Overview

Efficacy, Safety and CNS Exposure of G-202 (Mipsagargin) in Patients With Recurrent or Progressive Glioblastoma

Status:
Completed
Trial end date:
2017-02-01
Target enrollment:
0
Participant gender:
All
Summary
Glioblastoma (GBM) comprises about 16% of all malignancies of the nervous system and over 50% of all gliomas. Standard of care for newly-diagnosed GBM is a combination of surgical debulking followed by concurrent radiotherapy and chemotherapy with temozolomide.
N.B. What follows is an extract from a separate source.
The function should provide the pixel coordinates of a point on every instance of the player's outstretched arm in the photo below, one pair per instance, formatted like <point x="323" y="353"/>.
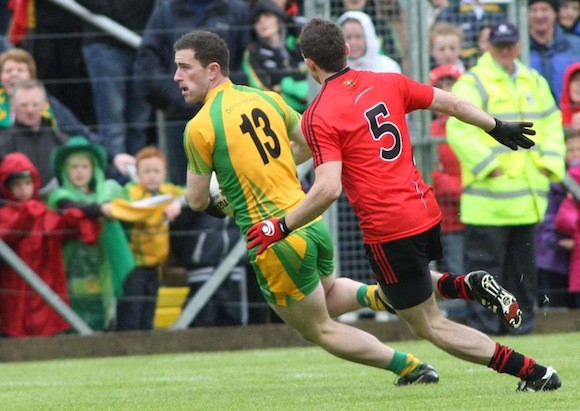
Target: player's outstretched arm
<point x="299" y="145"/>
<point x="510" y="134"/>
Efforts to improve second-line therapy in GBM have met with only marginal success and there is a large unmet medical need for new therapies. G-202 (mipsagargin) is an example of prodrug chemotherapy. It is activated by Prostate Specific Membrane Antigen (PSMA), which is expressed by some cancer cells and in the blood vessels of most solid tumors, including GBM, but not by normal cells or blood vessels in normal tissue. It is believed that activation of the prodrug G-202 will allow the drug to kill cancer cells. This study will evaluate the activity, safety and CNS exposure of G-202 in patients with recurrent or progressive GMB receiving G-202 by intravenous infusion on three consecutive days of a 28-day cycle. Funding Source - FDA OOPD
Phase:
Phase 2
Accepts Healthy Volunteers?
No
Details
Lead Sponsor:
GenSpera, Inc.
Criteria
Inclusion Criteria:

- Written informed consent to participate in this study

- Histological or radiological confirmation of glioblastoma

- Recurrent or progressive GBM following at least one (1), but no more than two (2)
prior regimens; one of the prior regimens must have included surgery and/or
radiotherapy

- Age > 18 years

- Karnofsky Performance Status (KPS) ≥ 60%

- Life expectancy > 2 months

- Adequate hematologic, renal and hepatic function

- Adequate coagulation profile

- Not pregnant, nursing or planning to become pregnant; willing to use contraception

Exclusion Criteria:

- Deteriorating neurological symptoms, or need for increasing doses of corticosteroids
or new onset of seizures

- Surgical resection or major surgery within 4 weeks or stereotactic biopsy within 1
week of first G-202 treatment

- Toxicity from prior therapy (excluding alopecia) that has not resolved to ≤ Grade 1
unless otherwise specified

- Investigational or cytotoxic therapy within 28 days or nitrosoureas within 42 days of
the first treatment with G-202

- Currently requiring any type of full-dose anti-coagulation treatment, systemic
administration of antibiotics or chronic administration of anti-viral agents.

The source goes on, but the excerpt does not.